| Konu: | HDP Grubu önerisi münasebetiyle |
| Yasama Yılı: | 2 |
| Birleşim: | 51 |
| Tarih: | 05.01.2017 |
YILMAZ TUNÇ (Bartın) - Sayın Başkan, değerli milletvekilleri; HDP grup önerisinin aleyhinde söz aldım. Bu vesileyle Genel Kurulu saygılarımla selamlıyorum.

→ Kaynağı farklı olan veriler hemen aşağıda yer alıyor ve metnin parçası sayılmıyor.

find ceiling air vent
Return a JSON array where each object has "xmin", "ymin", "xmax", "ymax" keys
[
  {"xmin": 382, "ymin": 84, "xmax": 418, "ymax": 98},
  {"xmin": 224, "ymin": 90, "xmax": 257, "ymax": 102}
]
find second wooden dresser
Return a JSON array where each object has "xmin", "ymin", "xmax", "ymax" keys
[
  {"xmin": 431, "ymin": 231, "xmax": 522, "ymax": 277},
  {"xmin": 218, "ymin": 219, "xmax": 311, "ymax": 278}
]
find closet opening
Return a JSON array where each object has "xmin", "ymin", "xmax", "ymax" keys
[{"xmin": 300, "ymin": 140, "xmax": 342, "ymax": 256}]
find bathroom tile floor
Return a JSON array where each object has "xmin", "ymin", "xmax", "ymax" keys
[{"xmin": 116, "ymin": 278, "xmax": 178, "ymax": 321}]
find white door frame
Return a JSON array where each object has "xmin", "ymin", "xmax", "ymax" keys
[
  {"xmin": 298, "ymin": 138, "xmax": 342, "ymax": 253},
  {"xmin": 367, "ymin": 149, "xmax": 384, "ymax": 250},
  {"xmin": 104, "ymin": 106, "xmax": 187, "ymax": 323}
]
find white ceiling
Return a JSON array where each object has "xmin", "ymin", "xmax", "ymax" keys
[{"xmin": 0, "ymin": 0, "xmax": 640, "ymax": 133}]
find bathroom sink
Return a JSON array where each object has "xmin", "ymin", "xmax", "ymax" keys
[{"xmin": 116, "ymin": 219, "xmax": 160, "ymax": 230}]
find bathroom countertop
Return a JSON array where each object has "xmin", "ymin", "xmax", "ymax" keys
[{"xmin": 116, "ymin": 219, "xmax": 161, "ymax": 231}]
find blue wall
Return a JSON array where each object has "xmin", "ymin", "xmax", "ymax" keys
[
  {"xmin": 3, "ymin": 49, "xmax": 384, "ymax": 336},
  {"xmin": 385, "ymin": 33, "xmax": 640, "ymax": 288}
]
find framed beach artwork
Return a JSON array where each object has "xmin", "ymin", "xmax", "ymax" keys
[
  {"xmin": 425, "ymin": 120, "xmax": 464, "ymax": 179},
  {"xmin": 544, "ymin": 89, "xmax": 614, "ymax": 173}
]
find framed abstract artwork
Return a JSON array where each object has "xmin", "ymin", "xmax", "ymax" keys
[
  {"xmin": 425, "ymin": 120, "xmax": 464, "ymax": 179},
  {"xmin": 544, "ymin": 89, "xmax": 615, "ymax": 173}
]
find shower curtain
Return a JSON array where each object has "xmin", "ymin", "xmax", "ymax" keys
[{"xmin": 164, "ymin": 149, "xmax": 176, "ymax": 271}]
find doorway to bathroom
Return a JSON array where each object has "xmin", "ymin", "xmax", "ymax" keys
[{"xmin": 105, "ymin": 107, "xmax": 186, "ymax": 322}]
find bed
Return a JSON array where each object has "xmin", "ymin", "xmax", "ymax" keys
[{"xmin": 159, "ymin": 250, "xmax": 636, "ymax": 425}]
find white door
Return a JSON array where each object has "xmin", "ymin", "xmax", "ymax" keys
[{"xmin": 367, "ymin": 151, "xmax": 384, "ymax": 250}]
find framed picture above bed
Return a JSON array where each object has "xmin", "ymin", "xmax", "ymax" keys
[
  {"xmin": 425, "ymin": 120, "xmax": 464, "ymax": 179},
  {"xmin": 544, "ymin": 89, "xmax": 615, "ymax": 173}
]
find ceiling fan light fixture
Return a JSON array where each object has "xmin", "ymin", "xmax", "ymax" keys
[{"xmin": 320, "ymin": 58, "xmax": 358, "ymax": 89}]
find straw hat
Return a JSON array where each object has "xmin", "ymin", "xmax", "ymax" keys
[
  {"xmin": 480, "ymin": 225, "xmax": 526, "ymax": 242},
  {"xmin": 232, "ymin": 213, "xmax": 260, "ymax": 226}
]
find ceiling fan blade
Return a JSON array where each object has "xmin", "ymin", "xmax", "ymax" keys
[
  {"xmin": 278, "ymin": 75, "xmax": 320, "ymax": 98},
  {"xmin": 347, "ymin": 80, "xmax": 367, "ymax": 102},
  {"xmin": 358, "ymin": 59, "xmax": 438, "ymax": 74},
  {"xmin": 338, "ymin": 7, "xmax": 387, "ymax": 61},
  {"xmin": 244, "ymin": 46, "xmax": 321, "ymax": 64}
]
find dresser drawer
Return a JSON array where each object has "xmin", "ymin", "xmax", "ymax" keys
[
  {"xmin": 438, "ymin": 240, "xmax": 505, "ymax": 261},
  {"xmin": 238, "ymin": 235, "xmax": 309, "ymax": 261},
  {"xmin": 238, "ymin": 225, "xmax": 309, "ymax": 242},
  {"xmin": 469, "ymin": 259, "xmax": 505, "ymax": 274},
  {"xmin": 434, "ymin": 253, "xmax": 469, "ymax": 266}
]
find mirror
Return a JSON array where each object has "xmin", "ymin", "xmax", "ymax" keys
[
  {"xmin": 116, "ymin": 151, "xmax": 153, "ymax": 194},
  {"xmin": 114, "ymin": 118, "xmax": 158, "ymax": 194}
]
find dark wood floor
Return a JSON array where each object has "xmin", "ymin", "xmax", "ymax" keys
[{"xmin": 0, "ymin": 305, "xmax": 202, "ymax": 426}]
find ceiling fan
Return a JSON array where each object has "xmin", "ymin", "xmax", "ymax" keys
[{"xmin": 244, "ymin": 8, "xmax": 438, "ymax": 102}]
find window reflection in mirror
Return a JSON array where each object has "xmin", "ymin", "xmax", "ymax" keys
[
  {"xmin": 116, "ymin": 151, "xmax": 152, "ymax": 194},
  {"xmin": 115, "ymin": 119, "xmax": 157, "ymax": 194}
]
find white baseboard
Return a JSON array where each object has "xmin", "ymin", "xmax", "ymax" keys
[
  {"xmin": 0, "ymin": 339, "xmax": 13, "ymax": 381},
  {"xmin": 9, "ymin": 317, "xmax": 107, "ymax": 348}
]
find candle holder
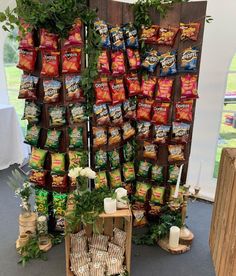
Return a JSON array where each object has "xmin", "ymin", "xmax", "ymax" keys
[{"xmin": 180, "ymin": 184, "xmax": 200, "ymax": 245}]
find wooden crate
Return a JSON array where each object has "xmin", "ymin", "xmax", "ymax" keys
[
  {"xmin": 209, "ymin": 148, "xmax": 236, "ymax": 276},
  {"xmin": 65, "ymin": 209, "xmax": 132, "ymax": 276}
]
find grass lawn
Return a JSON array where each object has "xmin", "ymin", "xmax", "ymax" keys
[{"xmin": 5, "ymin": 62, "xmax": 236, "ymax": 177}]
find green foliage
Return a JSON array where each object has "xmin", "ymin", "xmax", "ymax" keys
[
  {"xmin": 18, "ymin": 237, "xmax": 47, "ymax": 266},
  {"xmin": 133, "ymin": 207, "xmax": 182, "ymax": 245},
  {"xmin": 65, "ymin": 187, "xmax": 114, "ymax": 233}
]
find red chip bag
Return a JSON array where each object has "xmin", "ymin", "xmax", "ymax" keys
[
  {"xmin": 97, "ymin": 50, "xmax": 110, "ymax": 74},
  {"xmin": 109, "ymin": 78, "xmax": 125, "ymax": 105},
  {"xmin": 152, "ymin": 103, "xmax": 170, "ymax": 125},
  {"xmin": 17, "ymin": 49, "xmax": 37, "ymax": 72},
  {"xmin": 157, "ymin": 27, "xmax": 179, "ymax": 46},
  {"xmin": 137, "ymin": 99, "xmax": 153, "ymax": 121},
  {"xmin": 180, "ymin": 22, "xmax": 201, "ymax": 41},
  {"xmin": 141, "ymin": 25, "xmax": 159, "ymax": 43},
  {"xmin": 175, "ymin": 100, "xmax": 193, "ymax": 122},
  {"xmin": 62, "ymin": 48, "xmax": 81, "ymax": 74},
  {"xmin": 94, "ymin": 78, "xmax": 111, "ymax": 104},
  {"xmin": 64, "ymin": 18, "xmax": 83, "ymax": 47},
  {"xmin": 125, "ymin": 73, "xmax": 141, "ymax": 97},
  {"xmin": 111, "ymin": 51, "xmax": 125, "ymax": 75},
  {"xmin": 18, "ymin": 20, "xmax": 34, "ymax": 49},
  {"xmin": 180, "ymin": 74, "xmax": 198, "ymax": 100},
  {"xmin": 39, "ymin": 29, "xmax": 58, "ymax": 50},
  {"xmin": 155, "ymin": 78, "xmax": 174, "ymax": 102},
  {"xmin": 126, "ymin": 48, "xmax": 141, "ymax": 70},
  {"xmin": 41, "ymin": 51, "xmax": 60, "ymax": 77},
  {"xmin": 141, "ymin": 76, "xmax": 157, "ymax": 98}
]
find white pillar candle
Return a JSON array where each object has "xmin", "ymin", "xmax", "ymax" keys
[
  {"xmin": 115, "ymin": 188, "xmax": 128, "ymax": 209},
  {"xmin": 169, "ymin": 226, "xmax": 180, "ymax": 248},
  {"xmin": 174, "ymin": 164, "xmax": 184, "ymax": 198},
  {"xmin": 104, "ymin": 197, "xmax": 116, "ymax": 214}
]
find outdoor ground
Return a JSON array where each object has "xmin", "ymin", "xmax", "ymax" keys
[{"xmin": 5, "ymin": 61, "xmax": 236, "ymax": 177}]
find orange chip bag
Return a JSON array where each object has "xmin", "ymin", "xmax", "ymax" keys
[
  {"xmin": 155, "ymin": 78, "xmax": 174, "ymax": 102},
  {"xmin": 41, "ymin": 51, "xmax": 60, "ymax": 77},
  {"xmin": 175, "ymin": 100, "xmax": 193, "ymax": 122},
  {"xmin": 143, "ymin": 141, "xmax": 157, "ymax": 160},
  {"xmin": 94, "ymin": 78, "xmax": 111, "ymax": 105},
  {"xmin": 125, "ymin": 73, "xmax": 141, "ymax": 97},
  {"xmin": 126, "ymin": 48, "xmax": 141, "ymax": 70},
  {"xmin": 141, "ymin": 25, "xmax": 159, "ymax": 43},
  {"xmin": 18, "ymin": 20, "xmax": 34, "ymax": 49},
  {"xmin": 64, "ymin": 18, "xmax": 83, "ymax": 47},
  {"xmin": 152, "ymin": 103, "xmax": 170, "ymax": 125},
  {"xmin": 97, "ymin": 50, "xmax": 110, "ymax": 74},
  {"xmin": 93, "ymin": 127, "xmax": 107, "ymax": 147},
  {"xmin": 137, "ymin": 100, "xmax": 153, "ymax": 121},
  {"xmin": 141, "ymin": 76, "xmax": 157, "ymax": 98},
  {"xmin": 180, "ymin": 22, "xmax": 201, "ymax": 41},
  {"xmin": 109, "ymin": 78, "xmax": 125, "ymax": 105},
  {"xmin": 17, "ymin": 49, "xmax": 37, "ymax": 72},
  {"xmin": 111, "ymin": 51, "xmax": 125, "ymax": 75},
  {"xmin": 39, "ymin": 29, "xmax": 58, "ymax": 50},
  {"xmin": 157, "ymin": 27, "xmax": 179, "ymax": 46},
  {"xmin": 180, "ymin": 74, "xmax": 198, "ymax": 100},
  {"xmin": 62, "ymin": 48, "xmax": 81, "ymax": 74}
]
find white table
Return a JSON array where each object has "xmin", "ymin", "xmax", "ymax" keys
[{"xmin": 0, "ymin": 104, "xmax": 29, "ymax": 170}]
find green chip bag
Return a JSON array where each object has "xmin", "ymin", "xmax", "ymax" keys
[
  {"xmin": 48, "ymin": 106, "xmax": 66, "ymax": 127},
  {"xmin": 53, "ymin": 192, "xmax": 67, "ymax": 217},
  {"xmin": 135, "ymin": 182, "xmax": 151, "ymax": 202},
  {"xmin": 138, "ymin": 161, "xmax": 152, "ymax": 178},
  {"xmin": 45, "ymin": 129, "xmax": 62, "ymax": 149},
  {"xmin": 168, "ymin": 165, "xmax": 180, "ymax": 184},
  {"xmin": 95, "ymin": 150, "xmax": 107, "ymax": 170},
  {"xmin": 123, "ymin": 142, "xmax": 134, "ymax": 162},
  {"xmin": 25, "ymin": 125, "xmax": 40, "ymax": 147},
  {"xmin": 51, "ymin": 153, "xmax": 65, "ymax": 174},
  {"xmin": 68, "ymin": 151, "xmax": 87, "ymax": 170},
  {"xmin": 108, "ymin": 150, "xmax": 120, "ymax": 170},
  {"xmin": 22, "ymin": 101, "xmax": 41, "ymax": 124},
  {"xmin": 69, "ymin": 127, "xmax": 84, "ymax": 149},
  {"xmin": 109, "ymin": 169, "xmax": 122, "ymax": 189},
  {"xmin": 152, "ymin": 165, "xmax": 163, "ymax": 183},
  {"xmin": 150, "ymin": 187, "xmax": 165, "ymax": 204},
  {"xmin": 69, "ymin": 103, "xmax": 87, "ymax": 124},
  {"xmin": 123, "ymin": 162, "xmax": 135, "ymax": 182},
  {"xmin": 95, "ymin": 171, "xmax": 108, "ymax": 189},
  {"xmin": 35, "ymin": 189, "xmax": 48, "ymax": 216},
  {"xmin": 29, "ymin": 148, "xmax": 47, "ymax": 170}
]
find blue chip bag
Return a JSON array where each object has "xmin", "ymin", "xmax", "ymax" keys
[
  {"xmin": 123, "ymin": 23, "xmax": 139, "ymax": 49},
  {"xmin": 160, "ymin": 51, "xmax": 177, "ymax": 77},
  {"xmin": 94, "ymin": 19, "xmax": 111, "ymax": 48},
  {"xmin": 142, "ymin": 50, "xmax": 159, "ymax": 73},
  {"xmin": 180, "ymin": 47, "xmax": 198, "ymax": 72},
  {"xmin": 110, "ymin": 26, "xmax": 125, "ymax": 50}
]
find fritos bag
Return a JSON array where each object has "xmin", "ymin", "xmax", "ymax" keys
[
  {"xmin": 94, "ymin": 78, "xmax": 111, "ymax": 105},
  {"xmin": 141, "ymin": 76, "xmax": 157, "ymax": 98},
  {"xmin": 41, "ymin": 51, "xmax": 60, "ymax": 77},
  {"xmin": 109, "ymin": 78, "xmax": 125, "ymax": 105},
  {"xmin": 111, "ymin": 51, "xmax": 125, "ymax": 76},
  {"xmin": 175, "ymin": 100, "xmax": 193, "ymax": 122},
  {"xmin": 125, "ymin": 73, "xmax": 141, "ymax": 97},
  {"xmin": 155, "ymin": 78, "xmax": 174, "ymax": 102},
  {"xmin": 39, "ymin": 29, "xmax": 58, "ymax": 51},
  {"xmin": 62, "ymin": 48, "xmax": 81, "ymax": 74},
  {"xmin": 152, "ymin": 103, "xmax": 170, "ymax": 125},
  {"xmin": 17, "ymin": 49, "xmax": 37, "ymax": 72}
]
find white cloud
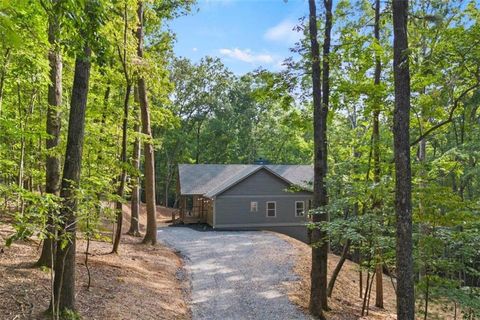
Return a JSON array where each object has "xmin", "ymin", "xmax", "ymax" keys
[
  {"xmin": 263, "ymin": 20, "xmax": 301, "ymax": 45},
  {"xmin": 220, "ymin": 48, "xmax": 275, "ymax": 63}
]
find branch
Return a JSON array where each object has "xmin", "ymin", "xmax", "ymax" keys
[{"xmin": 410, "ymin": 81, "xmax": 480, "ymax": 147}]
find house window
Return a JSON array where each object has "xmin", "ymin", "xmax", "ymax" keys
[
  {"xmin": 295, "ymin": 201, "xmax": 305, "ymax": 217},
  {"xmin": 267, "ymin": 201, "xmax": 277, "ymax": 217}
]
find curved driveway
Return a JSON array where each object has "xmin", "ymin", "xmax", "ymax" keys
[{"xmin": 158, "ymin": 227, "xmax": 310, "ymax": 320}]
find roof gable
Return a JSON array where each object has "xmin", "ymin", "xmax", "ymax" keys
[
  {"xmin": 178, "ymin": 164, "xmax": 313, "ymax": 197},
  {"xmin": 205, "ymin": 166, "xmax": 293, "ymax": 198}
]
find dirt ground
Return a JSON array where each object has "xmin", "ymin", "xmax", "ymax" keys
[
  {"xmin": 0, "ymin": 207, "xmax": 190, "ymax": 320},
  {"xmin": 282, "ymin": 235, "xmax": 396, "ymax": 320}
]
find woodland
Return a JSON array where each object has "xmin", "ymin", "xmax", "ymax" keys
[{"xmin": 0, "ymin": 0, "xmax": 480, "ymax": 320}]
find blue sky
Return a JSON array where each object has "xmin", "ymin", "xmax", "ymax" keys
[{"xmin": 169, "ymin": 0, "xmax": 308, "ymax": 74}]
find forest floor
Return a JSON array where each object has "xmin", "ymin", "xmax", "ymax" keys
[
  {"xmin": 0, "ymin": 207, "xmax": 190, "ymax": 320},
  {"xmin": 280, "ymin": 235, "xmax": 397, "ymax": 320}
]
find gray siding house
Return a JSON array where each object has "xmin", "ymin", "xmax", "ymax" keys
[{"xmin": 177, "ymin": 164, "xmax": 313, "ymax": 242}]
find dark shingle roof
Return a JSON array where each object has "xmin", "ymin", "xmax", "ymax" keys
[{"xmin": 178, "ymin": 164, "xmax": 313, "ymax": 197}]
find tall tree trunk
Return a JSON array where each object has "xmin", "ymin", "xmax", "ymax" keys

HDP grup önerisinde talep edilen husus şudur: 28 Aralık 2011 tarihinde, Şırnak'ın Uludere ilçesinde devletin savaş uçaklarıyla yapılan bombalama sonucu çoğu çocuk 34 sivilin yaşamını yitirmesinin üzerinden beş yıl geçmiş olmasına rağmen bugüne kadar hiç kimse herhangi bir ceza almamıştır. En son, Anayasa Mahkemesi köylülerin başvurularını usul yönünden reddetmiş ve Türkiye'de yargı yolu tüketilmiştir. Bu bağlamda, ailelerin mağduriyetinin devam ediyor olması ve en son 29 Mayıs 2016 tarihinde yine aynı noktada köylülerin tekrar bombalandığı iddiasının araştırılması amacıyla bir Meclis araştırma komisyonu kurulması istenmektedir.
Değerli milletvekilleri, beş yıl önce Şırnak Uludere'de Irak sınırında yapılan hava harekâtı sonucu 34 vatandaşımızın hayatını kaybetmesi ülke olarak hepimizi derinden yaralamış, o dönemde olayın sebeplerinin açığa çıkarılması ve sorumluların bulunması yönünde tüm siyasi partilerin görüşleri olmuş, Hükûmetimiz hayatını kaybeden vatandaşlarımızın akrabalarıyla yakından ilgilenmiş, mağduriyetlerinin giderilmesi ve yakınlarına tazminatlar ödenmesi noktasında da hassas davranılmıştır.
Olayla ilgili olarak başlatılan soruşturmalar olmuş, Meclis İnsan Hakları Komisyonu araştırma yapmış, yargı bazı sonuçlara varmıştır. Bunların ayrıntılarına girmeden önce, şunu, öncelikle soruşturmanın, yargı makamlarının yapmış olduğu soruşturmaların hangi aşamalarda, nerede kaldığını sizlere aktarmak istiyorum.
Olayın aydınlatılmasına yönelik olarak Genelkurmay Başkanlığı olay hakkında soruşturma başlatmış, İçişleri Bakanlığı müfettişler görevlendirmiş, idari yönden inceleme başlamış ve hazırladıkları raporu aynı zamanda Türkiye Büyük Millet Meclisi İnsan Hakları Komisyonu alt komisyonuna da göndermişlerdir.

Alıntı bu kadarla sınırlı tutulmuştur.